Parser Compatibility¶

By default, the package will detect installed parser libraries and choose the first one we find, so a vanilla Workbook() instantiation should Just Work.

from htmxl.compose import Workbook

workbook = Workbook(parser='beautifulsoup')
workbook = Workbook(parser='lxml')

Importantly, the parsers will not exhibit identical behavior when handed the same templates.
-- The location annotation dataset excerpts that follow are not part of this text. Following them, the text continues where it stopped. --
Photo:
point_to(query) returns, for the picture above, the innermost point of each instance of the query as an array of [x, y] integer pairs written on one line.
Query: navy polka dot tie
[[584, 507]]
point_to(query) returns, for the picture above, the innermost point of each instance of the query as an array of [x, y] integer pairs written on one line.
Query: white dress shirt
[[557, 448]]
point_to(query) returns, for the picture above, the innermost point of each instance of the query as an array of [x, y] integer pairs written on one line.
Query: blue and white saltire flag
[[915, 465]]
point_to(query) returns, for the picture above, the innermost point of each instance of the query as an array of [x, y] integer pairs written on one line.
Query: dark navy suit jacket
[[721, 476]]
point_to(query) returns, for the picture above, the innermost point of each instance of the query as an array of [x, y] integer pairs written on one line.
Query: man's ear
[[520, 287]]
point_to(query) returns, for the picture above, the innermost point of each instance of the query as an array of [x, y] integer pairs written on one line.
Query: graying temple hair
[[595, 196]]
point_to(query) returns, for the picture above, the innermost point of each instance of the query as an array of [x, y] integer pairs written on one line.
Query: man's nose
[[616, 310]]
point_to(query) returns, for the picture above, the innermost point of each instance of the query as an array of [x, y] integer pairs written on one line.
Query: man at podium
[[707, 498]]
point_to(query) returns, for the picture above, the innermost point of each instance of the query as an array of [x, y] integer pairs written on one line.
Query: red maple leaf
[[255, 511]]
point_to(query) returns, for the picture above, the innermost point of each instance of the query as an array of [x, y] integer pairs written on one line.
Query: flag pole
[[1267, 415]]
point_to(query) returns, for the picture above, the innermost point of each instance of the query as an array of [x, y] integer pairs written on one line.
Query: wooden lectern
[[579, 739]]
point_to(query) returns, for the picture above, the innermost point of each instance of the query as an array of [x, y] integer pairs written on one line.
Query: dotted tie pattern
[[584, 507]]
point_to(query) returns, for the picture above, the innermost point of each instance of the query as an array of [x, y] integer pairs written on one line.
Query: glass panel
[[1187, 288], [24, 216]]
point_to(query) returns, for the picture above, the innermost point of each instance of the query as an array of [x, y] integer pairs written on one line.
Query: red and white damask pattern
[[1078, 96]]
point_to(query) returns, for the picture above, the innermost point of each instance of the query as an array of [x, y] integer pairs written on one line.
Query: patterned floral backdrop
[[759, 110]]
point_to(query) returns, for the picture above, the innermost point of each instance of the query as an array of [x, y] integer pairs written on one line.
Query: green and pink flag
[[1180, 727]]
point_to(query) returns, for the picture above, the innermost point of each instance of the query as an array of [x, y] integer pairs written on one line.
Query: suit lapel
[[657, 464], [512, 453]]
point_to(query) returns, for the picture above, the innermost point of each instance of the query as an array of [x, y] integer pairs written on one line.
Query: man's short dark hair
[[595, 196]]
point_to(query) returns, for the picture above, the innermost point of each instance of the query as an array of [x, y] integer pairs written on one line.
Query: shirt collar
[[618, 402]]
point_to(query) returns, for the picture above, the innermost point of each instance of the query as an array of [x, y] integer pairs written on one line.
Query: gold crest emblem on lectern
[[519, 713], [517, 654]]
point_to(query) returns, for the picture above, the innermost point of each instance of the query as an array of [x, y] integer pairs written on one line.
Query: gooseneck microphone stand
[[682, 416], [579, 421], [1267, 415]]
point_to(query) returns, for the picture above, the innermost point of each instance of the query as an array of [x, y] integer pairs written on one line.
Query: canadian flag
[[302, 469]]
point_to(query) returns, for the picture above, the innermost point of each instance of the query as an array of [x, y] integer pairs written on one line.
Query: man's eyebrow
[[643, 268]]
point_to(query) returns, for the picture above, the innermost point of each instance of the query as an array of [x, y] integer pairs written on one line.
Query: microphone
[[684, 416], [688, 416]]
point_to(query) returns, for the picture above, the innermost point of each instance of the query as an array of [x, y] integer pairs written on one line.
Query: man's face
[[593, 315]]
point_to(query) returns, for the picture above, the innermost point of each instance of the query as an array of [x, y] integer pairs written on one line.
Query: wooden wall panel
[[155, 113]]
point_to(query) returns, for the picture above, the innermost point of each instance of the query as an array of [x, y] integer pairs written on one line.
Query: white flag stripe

In general the lxml parser will be stricter and more prone to requiring “correct” HTML, while beautifulsoup is more permissive and will allow erroneous HTML. That tradeoff, however, generally leads to lxml being noticeably faster with large amounts of data.

While you can look to the specific libraries for a comprehensive set of behaviors, we can identify those which we’ve we’ve seen in the wild during the use of this library.

Closing Tags¶

Lxml requires closing tags to be explicitly closed.

This manifests itself in two obvious ways that might allow a template to succeed with the BeautifulSoup parser, while it might fail (raise an Exception) with lxml.

Consider

<div>
   <span>Foo
</div>

BeautifulSoup will happily allow the above template, while lxml will complain about the unclosed <span> block.

Also consider

<div>
   Foo
   <br>
   Bar
</div>

Self-closing tags, like br must also have the closing part, i..e <br /> with lxml.